Милтоун не стал спорить. И всю дорогу сидел глубоко равнодушный и усталый, что леди Кастерли сочла в высшей степени дурным знаком, ибо усталость она почитала состоянием весьма странным и непростительным. Этой примечательной маленькой женщине — хранительнице аристократических принципов, — заряженной стремлением сохранить жизнеспособность, свойственна была особая, выработанная поколениями цепкость, которую вынуждено развивать в себе сословие, стоящее на вершине общественной лестницы, затем, чтобы не впасть в ничтожество и не оказаться перед необходимостью начинать все сначала. Говоря начистоту, ей не терпелось любым, самым жестоким способом как-то встряхнуть внука, вывести из оцепенения, ибо она знала, почему он такой, и считала это возмутительным малодушием. Будь на его месте любой другой из ее внуков, она не колебалась бы ни минуты, но в Милтоуне было нечто такое, чего побаивалась даже леди Кастерли, и за четыре часа, проведенные в дороге, она только раз попыталась преодолеть его сдержанность. Сделала она это с необычайной для нее мягкостью — ведь он, как никто другой, был ее надеждой и ее гордостью! Просунув под его локоть сухую властную ручку, она тихо сказала:
— Не грусти, мой милый. Это никуда не годятся.
Но Милтоун мягко высвободился и положил ее руку на плед, прикрывавший колени; он ни слова не ответил и ничем не показал, что слышал ее.

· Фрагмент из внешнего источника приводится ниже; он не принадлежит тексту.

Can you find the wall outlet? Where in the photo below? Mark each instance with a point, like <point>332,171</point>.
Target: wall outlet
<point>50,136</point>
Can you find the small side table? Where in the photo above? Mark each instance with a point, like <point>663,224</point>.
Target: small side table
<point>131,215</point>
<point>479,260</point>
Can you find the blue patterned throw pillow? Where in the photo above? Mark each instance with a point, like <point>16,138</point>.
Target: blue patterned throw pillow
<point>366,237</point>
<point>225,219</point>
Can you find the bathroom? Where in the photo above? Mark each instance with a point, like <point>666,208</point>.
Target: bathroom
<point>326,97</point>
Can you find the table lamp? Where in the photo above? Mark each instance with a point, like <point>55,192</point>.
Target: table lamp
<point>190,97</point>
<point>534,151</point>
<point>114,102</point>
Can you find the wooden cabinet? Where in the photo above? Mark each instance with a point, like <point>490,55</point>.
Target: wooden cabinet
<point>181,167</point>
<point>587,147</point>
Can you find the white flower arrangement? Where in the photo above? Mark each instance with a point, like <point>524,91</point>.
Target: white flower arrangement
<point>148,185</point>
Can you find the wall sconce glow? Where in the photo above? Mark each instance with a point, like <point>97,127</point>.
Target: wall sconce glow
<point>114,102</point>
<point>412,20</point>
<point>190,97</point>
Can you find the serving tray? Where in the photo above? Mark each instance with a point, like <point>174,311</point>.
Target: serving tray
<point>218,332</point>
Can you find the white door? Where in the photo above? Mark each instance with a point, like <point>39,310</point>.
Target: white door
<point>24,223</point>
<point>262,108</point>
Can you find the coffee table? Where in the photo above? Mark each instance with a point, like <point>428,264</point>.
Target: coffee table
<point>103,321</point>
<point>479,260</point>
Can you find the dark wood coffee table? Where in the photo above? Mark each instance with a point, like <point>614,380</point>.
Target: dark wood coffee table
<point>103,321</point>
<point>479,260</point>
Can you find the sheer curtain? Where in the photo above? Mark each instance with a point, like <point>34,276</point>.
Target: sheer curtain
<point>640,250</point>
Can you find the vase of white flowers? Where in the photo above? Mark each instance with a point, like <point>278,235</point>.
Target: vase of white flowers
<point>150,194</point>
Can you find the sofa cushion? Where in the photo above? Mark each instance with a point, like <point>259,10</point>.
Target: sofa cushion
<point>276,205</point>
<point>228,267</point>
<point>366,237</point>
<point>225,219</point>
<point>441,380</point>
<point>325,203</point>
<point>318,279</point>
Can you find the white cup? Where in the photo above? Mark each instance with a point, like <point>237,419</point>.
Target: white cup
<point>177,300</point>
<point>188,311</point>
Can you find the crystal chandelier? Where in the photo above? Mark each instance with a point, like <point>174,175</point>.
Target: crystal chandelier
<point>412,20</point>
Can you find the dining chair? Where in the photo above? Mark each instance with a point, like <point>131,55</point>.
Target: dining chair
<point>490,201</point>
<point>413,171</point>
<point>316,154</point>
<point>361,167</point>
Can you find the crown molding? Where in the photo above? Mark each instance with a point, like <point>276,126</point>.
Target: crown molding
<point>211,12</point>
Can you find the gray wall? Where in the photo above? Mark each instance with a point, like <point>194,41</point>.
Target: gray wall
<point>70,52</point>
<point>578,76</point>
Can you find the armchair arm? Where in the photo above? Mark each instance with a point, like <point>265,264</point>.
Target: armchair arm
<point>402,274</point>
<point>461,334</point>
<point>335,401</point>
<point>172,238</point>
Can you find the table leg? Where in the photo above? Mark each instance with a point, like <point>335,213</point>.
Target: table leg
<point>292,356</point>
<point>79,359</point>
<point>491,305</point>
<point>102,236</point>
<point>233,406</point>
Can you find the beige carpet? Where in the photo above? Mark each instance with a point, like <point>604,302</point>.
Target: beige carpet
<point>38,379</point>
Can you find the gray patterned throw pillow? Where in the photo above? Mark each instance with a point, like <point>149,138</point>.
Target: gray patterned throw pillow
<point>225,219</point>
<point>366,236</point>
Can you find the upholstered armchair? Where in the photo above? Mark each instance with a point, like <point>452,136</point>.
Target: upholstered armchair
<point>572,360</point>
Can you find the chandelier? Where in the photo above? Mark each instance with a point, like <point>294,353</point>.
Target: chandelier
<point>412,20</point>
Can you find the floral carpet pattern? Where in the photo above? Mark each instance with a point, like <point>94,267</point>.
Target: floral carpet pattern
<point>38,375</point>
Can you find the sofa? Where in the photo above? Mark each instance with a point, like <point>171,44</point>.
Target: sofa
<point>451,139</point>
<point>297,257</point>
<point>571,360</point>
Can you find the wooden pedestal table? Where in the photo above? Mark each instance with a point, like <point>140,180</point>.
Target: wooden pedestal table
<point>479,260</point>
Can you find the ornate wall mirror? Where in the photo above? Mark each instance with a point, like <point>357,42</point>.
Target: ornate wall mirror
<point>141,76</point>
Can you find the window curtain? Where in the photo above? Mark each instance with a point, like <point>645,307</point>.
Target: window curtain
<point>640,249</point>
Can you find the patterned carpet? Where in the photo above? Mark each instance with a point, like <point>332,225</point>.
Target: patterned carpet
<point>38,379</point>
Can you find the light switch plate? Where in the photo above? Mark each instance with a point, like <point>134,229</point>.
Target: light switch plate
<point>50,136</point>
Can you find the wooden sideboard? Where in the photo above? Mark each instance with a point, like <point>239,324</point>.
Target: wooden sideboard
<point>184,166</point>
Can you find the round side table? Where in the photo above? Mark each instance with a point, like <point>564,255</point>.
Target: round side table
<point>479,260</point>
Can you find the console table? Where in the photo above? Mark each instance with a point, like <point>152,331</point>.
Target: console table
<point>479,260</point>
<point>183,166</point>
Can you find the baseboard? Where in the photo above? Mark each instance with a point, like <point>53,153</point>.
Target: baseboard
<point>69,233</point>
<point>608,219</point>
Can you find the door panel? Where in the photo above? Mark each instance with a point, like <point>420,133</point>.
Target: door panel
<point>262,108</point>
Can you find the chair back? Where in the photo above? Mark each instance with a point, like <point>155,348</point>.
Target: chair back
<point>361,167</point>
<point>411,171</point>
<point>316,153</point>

И леди Кастерли, глубоко уязвленная, сжала в ниточку поблекшие губы и сказала резко:
— Пожалуйста, медленнее, Фрис!
ГЛАВА V
Только Барбаре Милтоун немного приоткрыл свою смятенную душу; это произошло в тот же день, в час отлива, когда они лежали на берегу в тени лохматого тамариска. Он и с нею не мог бы заговорить откровенно, если бы не та памятная ночь в Монкленде; и, может быть, все равно не заговорил бы, если бы не чувствовал в младшей сестре того живого тепла, которого он так жаждал. В том, что касалось любви, из них двоих старшей была Барбара: помимо присущего почти всем женщинам чутья, ей свойственно было еще врожденное знание света, как и подобало дочери лорда и леди Вэллис. Если она не очень ясно понимала, что творится в ее собственной душе, то сбивали ее с толку не любовь и страсть, как Милтоуна, а разум и любопытство, разбуженные Куртье и пытающиеся неумело трепыхать крылышками. Она горевала о безнадежной любви Милтоуна; и ей тяжело было думать о миссис Ноуэл, которая терзается тоской в своем одиноком домике. Глядя на свою примерную и степенную сестру Агату, Барбара уже давно была склонна бунтовать против общепринятой морали и отнюдь не склонна к набожности. Раз эти двое не могут быть счастливы врозь, рассуждала она, так во имя всего счастья, какое возможно на земле, пусть будут счастливы вдвоем!
5
Времена меняются (лат.).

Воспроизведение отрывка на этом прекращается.